Hard-Hitting Report Targets Corruption in Israeli Government

THE Israeli attorney general has opened an investigation into multiple cases of government misconduct revealed in the state comptroller's annual report, issued April 27.

The report, issued early this year so as not to embarrass the Likud government too close to the June 23 elections, is one of the most critical ever to appear. It paints a startling picture of incompetence, inefficiency, and dishonesty in many Israeli government ministries.

The brunt of the accusations is borne by the Housing Ministry, led by the controversial Ariel Sharon, whose closest aides are found to have misspent government funds for their personal use, and to have given contracts to political associates who were demonstrably unable to fulfill them.

"It is an insufferable situation" when government authorities violate the law, wrote State Comptroller Miriam Ben-Porat, the government's independent watchdog of its performance.

Another of Mr. Sharon's Cabinet colleagues, Health Minister Ehud Olmert, also comes in for criticism. He is found to have used $250,000 of an anonymous foreign donation to buy hospital equipment from a company whose chairman is a former Likud minister, without putting the contract up for public tender.

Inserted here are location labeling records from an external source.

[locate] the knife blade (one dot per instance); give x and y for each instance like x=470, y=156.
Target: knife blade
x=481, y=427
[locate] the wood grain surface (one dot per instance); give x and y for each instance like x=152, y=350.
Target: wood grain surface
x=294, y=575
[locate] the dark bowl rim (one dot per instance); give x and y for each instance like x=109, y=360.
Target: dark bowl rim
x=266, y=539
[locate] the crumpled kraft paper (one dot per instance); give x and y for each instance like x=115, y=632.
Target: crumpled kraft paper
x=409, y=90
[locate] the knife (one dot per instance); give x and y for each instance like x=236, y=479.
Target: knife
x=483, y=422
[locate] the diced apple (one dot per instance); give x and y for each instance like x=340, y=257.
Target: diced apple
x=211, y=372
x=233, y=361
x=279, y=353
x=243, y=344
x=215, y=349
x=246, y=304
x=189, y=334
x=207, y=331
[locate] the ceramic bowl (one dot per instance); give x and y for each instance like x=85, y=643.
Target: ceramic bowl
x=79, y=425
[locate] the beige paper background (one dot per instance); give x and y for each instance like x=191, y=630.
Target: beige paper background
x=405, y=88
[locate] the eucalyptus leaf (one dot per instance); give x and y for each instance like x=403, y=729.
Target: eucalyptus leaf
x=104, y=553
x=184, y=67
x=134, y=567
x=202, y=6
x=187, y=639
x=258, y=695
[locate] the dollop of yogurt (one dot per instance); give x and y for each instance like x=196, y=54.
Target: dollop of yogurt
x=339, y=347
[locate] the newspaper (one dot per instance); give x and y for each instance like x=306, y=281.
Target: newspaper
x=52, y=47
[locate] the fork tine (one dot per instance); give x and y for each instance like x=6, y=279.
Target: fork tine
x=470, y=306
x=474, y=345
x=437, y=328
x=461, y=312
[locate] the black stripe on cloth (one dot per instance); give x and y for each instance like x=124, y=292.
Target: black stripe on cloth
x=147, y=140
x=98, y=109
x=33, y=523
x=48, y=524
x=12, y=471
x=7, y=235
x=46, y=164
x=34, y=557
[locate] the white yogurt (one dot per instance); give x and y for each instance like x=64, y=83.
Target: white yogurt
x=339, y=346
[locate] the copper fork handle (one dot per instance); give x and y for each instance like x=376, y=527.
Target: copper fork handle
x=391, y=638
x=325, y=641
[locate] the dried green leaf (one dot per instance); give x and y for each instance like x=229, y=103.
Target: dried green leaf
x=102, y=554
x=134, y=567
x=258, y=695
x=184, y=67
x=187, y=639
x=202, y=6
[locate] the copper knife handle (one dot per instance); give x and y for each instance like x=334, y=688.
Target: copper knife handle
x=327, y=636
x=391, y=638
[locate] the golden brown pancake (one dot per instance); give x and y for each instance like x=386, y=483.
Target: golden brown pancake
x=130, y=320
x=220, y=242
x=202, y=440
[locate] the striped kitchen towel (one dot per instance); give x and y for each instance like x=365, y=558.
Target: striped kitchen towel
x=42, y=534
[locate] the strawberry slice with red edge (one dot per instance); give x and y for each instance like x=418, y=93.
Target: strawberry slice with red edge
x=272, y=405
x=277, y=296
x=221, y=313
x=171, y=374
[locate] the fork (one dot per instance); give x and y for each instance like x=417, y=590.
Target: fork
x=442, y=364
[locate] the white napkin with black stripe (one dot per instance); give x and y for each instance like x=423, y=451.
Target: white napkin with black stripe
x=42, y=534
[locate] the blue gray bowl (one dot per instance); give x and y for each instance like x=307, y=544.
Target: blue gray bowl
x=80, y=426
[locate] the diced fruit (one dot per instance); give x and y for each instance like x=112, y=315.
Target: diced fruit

Nor did anybody check whether the 10 hospitals earmarked for the equipment needed it, the report said. Three of the hospitals sent requests for equipment to the Health Ministry from a fax machine belonging to the equipment's manufacturer.

Ms. Ben-Porat also criticized the Army, finding that its officers and men are unfit and most soldiers are poor marksmen.

More seriously, perhaps, the report also reveals that Israel's educational system spends almost twice as much on a Jewish pupil as it does on an Arab pupil.

The government's effort to handle the arrival of 400,000 new immigrants from the former Soviet Union over the past two years has been poorly organized, the report finds. While the Education Ministry had still not drawn up a Hebrew-language curriculum for immigrant students by December 1991, the Absorption Ministry - run by ultra-orthodox Rabbi Yitzhak Peretz - paid ultra-orthodox religious groups hundreds of thousands of dollars to explain their religious views to immigrants.

But it is the Housing Ministry, led by Sharon, that comes in for the fiercest criticism. "There was suspicion of personal benefits; political and other extraneous considerations were found to be involved; the rules of proper public administration were flouted; and at times moral scruples were tossed aside" in the ministry's affairs, Ben-Porat wrote.

"Public funds were spent without proper authorization and supervision; efficiency and economy were not the constant guidelines when it came to spending money," she added.

At a press conference called to respond to the charges, Sharon acknowledged that "mistakes were made," but pleaded the enormous challenge of immigration as mitigating circumstances.